I am not sure if this has been discussed. I did a search - but didn't find anything that covered this topic.
I came across the picture the other day of Varina Howell Davis -- and the first person I thought of was my Great Grandmother. In each picture I found online of Mrs. Davis it was very clear to me she was Creole (Quadroon) and passing or "Mulatto." She was born in Natchez, Mississippi - which many Creoles are from and still live today.
I have always been fascinated how many Creoles of color - the women (and men) during that time - could actually pass as white. And not be found out. Varina was able to keep her background secret and be with one of the most powerful men of the Confederate party.
I wonder if other Creoles/Mulattos knew about Varina -- as one glance is enough to tell. I wonder if Jefferson Davis would have found out - would he stayed and loved her anyway? I'm just guessing that one drop = NO for him. But, I would hope not.
I am not the only person who noticed this. I found a few links and message board post inquiring about the same thing.
What do you think?
Cane River Creoles
While the sophisticated Creole society of New Orleans has historically received much attention, the Cane River area developed its own strong Creole culture. The Cane River Creole community in the northern part of the state, along the Red River and Cane River, is made up of multi-racial descendants of French, Spanish, Africans, Native Americans, similar mixed Creole migrants from New Orleans, and various other ethnic groups who inhabited this region in the 18th and early 19th centuries. The community is located in and around Isle Brevelle in lower Natchitoches Parish, Louisiana. There are many Creole communities within Natchitoches Parish, including Natchitoches, Cloutierville, Derry, Gorum, and Natchez. Many of their historic plantations still exist. Some have been designated as National Historic Landmarks, and are noted within the Cane River National Heritage Area, as well as the Cane River Creole National Historical Park. Some plantations are sites on the Louisiana African American Heritage Trail..
From Saratogian News:
Former Wilton resident Jerrie Hinchman teamed up with Kent Boklan, a university professor and former government code breaker, to transcribe and decode the diary, written in 1863-64 by Confederate Army Lt. James Malbone, an officer in Company B, 6th Virginia Infantry.
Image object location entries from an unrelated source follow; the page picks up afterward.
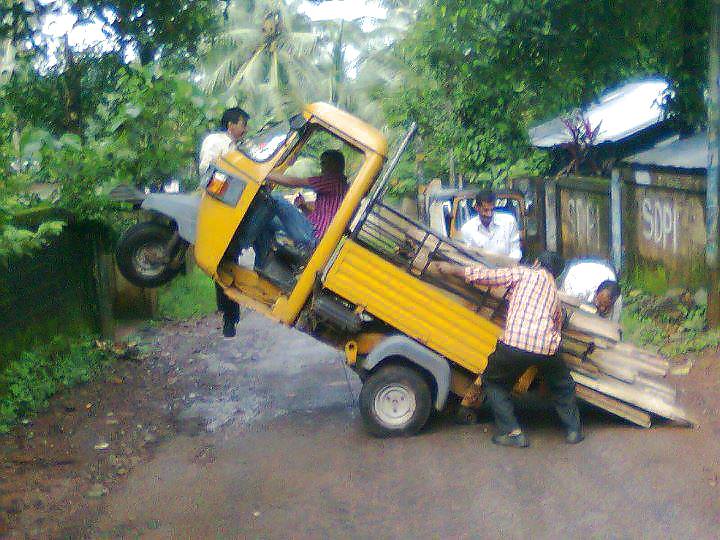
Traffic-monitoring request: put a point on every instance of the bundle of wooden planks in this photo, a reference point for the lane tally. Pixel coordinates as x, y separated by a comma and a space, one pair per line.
615, 376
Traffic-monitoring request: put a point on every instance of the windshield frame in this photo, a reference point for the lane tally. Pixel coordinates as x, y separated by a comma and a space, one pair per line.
281, 129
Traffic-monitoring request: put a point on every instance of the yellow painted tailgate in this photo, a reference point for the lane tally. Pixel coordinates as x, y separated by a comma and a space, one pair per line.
414, 307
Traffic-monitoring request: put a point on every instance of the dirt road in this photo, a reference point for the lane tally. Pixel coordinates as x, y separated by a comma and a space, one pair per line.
259, 437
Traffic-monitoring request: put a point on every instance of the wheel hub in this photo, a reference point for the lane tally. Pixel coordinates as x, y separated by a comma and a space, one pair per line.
150, 259
395, 405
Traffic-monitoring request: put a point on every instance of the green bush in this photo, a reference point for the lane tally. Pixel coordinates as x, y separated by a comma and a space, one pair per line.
30, 380
191, 295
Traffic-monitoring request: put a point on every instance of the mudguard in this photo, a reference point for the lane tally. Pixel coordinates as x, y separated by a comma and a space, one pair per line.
417, 354
180, 207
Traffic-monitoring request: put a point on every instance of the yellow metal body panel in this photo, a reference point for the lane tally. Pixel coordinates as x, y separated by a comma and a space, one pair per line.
217, 221
286, 309
216, 226
414, 307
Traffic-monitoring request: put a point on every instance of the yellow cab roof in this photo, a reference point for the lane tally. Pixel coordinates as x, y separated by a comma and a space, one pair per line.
352, 127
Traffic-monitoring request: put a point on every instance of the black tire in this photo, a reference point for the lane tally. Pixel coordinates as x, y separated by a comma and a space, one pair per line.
139, 241
399, 386
465, 416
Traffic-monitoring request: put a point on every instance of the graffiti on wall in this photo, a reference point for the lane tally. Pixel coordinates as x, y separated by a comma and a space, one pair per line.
584, 224
659, 222
670, 226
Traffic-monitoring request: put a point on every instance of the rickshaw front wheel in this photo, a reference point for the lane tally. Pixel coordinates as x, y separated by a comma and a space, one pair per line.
142, 255
395, 400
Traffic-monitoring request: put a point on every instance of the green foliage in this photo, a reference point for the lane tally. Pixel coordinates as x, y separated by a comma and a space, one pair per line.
651, 280
674, 324
143, 131
191, 295
28, 381
477, 73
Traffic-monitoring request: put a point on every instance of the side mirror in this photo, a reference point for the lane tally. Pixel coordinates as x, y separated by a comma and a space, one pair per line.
298, 122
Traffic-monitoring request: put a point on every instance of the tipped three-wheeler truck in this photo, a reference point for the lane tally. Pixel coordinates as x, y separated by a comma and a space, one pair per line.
368, 287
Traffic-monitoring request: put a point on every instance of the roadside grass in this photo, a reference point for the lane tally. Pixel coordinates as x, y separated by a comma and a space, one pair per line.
30, 379
187, 296
673, 324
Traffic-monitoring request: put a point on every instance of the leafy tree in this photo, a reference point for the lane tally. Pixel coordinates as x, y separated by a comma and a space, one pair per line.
265, 52
150, 30
478, 73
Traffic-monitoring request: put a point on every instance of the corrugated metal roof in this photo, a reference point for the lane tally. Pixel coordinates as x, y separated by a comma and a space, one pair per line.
688, 153
620, 112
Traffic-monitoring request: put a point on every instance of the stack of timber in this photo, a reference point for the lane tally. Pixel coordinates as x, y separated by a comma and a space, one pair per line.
615, 376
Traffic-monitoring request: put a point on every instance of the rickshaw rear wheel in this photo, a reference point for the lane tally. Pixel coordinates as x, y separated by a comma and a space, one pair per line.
142, 258
395, 400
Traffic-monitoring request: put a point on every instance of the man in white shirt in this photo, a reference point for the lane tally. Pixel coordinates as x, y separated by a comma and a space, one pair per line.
233, 126
491, 231
593, 282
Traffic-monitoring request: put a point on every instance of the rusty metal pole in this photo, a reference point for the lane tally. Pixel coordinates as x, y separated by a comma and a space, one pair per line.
713, 180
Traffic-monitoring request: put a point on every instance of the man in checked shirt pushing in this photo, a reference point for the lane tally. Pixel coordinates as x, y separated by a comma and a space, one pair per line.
531, 338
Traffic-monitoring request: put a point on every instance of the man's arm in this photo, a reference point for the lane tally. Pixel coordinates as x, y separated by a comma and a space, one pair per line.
288, 181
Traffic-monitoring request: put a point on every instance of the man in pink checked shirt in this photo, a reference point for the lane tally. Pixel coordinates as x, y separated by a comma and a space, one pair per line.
531, 337
330, 187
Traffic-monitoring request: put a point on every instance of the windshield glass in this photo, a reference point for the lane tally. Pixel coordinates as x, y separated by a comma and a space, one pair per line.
263, 146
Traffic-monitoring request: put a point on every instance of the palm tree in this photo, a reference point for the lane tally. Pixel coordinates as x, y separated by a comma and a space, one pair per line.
265, 56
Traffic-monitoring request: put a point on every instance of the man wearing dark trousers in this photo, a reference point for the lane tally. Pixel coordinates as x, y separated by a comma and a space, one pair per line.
531, 337
233, 127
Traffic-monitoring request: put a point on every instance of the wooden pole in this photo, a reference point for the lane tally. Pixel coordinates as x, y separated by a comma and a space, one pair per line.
616, 219
551, 228
713, 173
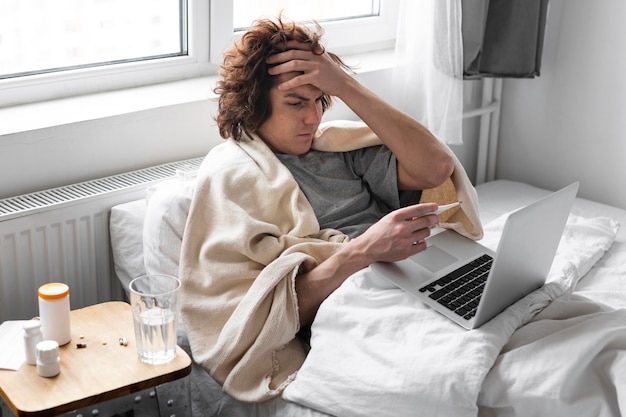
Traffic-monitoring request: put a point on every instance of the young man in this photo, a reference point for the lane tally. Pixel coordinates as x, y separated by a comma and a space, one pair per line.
285, 210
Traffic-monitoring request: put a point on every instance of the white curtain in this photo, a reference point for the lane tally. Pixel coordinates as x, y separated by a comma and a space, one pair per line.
428, 76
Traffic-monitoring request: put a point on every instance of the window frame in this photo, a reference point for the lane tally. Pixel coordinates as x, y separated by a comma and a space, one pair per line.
210, 32
342, 37
81, 81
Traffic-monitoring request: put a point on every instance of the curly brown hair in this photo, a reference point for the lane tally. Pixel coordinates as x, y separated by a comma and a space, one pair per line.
243, 90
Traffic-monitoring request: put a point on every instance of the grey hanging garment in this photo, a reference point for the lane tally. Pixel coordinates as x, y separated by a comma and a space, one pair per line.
503, 38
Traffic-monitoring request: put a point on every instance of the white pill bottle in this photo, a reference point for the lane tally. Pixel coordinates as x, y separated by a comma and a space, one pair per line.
54, 312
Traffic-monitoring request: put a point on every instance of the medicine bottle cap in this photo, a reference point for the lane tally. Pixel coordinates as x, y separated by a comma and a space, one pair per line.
32, 325
53, 291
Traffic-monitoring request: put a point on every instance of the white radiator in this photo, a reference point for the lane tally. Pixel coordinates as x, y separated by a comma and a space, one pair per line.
62, 235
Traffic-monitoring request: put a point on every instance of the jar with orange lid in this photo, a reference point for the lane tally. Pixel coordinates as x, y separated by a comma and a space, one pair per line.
54, 312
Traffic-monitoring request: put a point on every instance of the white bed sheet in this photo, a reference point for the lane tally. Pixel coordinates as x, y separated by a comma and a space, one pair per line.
605, 283
377, 351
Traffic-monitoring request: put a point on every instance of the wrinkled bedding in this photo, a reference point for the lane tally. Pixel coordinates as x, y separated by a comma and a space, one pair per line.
568, 359
378, 351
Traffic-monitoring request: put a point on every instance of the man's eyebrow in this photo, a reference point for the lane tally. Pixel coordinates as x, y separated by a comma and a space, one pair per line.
300, 97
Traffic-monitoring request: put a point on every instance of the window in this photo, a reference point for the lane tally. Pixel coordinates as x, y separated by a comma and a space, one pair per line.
351, 26
42, 36
60, 48
323, 11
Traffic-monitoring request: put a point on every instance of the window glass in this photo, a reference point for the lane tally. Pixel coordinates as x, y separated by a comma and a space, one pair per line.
40, 36
246, 11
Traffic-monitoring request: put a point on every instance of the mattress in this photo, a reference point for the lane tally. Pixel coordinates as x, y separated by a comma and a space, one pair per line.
348, 371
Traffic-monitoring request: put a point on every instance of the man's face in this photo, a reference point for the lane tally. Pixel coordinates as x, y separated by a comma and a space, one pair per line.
296, 115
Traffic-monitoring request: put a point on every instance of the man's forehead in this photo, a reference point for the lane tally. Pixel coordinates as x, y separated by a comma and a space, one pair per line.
306, 91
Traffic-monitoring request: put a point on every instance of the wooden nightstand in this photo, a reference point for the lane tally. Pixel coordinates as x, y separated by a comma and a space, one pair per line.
102, 371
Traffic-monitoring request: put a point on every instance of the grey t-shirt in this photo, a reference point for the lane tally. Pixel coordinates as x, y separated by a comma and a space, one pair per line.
349, 191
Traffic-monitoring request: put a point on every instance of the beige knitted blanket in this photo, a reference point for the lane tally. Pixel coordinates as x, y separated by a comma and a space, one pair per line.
249, 233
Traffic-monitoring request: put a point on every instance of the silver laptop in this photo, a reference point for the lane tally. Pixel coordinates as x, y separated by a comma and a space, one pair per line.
471, 284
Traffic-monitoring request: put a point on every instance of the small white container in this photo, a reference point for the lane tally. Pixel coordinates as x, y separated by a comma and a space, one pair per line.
54, 312
32, 336
48, 358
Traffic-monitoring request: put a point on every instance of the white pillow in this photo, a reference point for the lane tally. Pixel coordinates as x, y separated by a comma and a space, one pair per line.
126, 230
166, 215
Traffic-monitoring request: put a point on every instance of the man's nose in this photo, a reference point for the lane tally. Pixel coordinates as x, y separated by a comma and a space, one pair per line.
313, 114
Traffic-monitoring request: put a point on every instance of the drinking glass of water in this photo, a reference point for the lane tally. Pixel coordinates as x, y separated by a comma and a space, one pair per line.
155, 306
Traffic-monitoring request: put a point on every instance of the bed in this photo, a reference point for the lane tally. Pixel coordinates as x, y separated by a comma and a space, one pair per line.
375, 350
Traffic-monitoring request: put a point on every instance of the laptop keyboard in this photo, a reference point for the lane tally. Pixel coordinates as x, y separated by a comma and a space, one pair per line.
460, 290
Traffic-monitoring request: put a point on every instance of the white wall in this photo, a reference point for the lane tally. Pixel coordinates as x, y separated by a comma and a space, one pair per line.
570, 123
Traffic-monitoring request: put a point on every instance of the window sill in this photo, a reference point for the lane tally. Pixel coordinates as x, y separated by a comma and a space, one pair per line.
67, 111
In his diary, Malbone recorded information about soldiers in his unit, items he bought and sold, his African-American slaves, the faithlessness of other officers’ wives, Confederate deserters, women and military movements.
Malbone used a code of letters and symbols to keep some diary information private. This includes his own personal speculation about the race of Davis’ wife, Varina, whom he described as “dark complected” with “very very brown skin, dark eyes” and “high cheek bones (and) wide mouth.”
This was undoubtedly a reference to African-American features and possible ancestry. In the slave-owning Confederacy, these musings would have been explosive statements, said Boklan, a Queens College associate professor and National Security Agency-trained cryptographer.
View the diary here: http://dmna.ny.gov/historic/reghist/civil/Malbone.htm
From Ohio State University:
"Varina Howell Davis was born at her family plantation, the Briers, near Natchez, Mississippi in 1826. As a plantation owner’s daughter, Davis received her education from a private tutor and later attended finishing school. She was seventeen when she met Jefferson Davis while visiting the Hurricane, the plantation of his older brother, Joseph Emory Davis. “Uncle Joe” was an old family friend, but it was the first time she met any of his extended family. Davis was taken with her beauty and intelligence, and by the time her visit ended two months later she and Davis were unofficially engaged. Margaret Howell, her mother, objected to the engagement. She was not convinced that Davis, widowed and eighteen years older than her daughter, was a good match for Varina. She thought he was too brooding, and feared that Varina would be second fiddle to his former wife. Eventually, however, she gave in and they were married on February 26, 1845."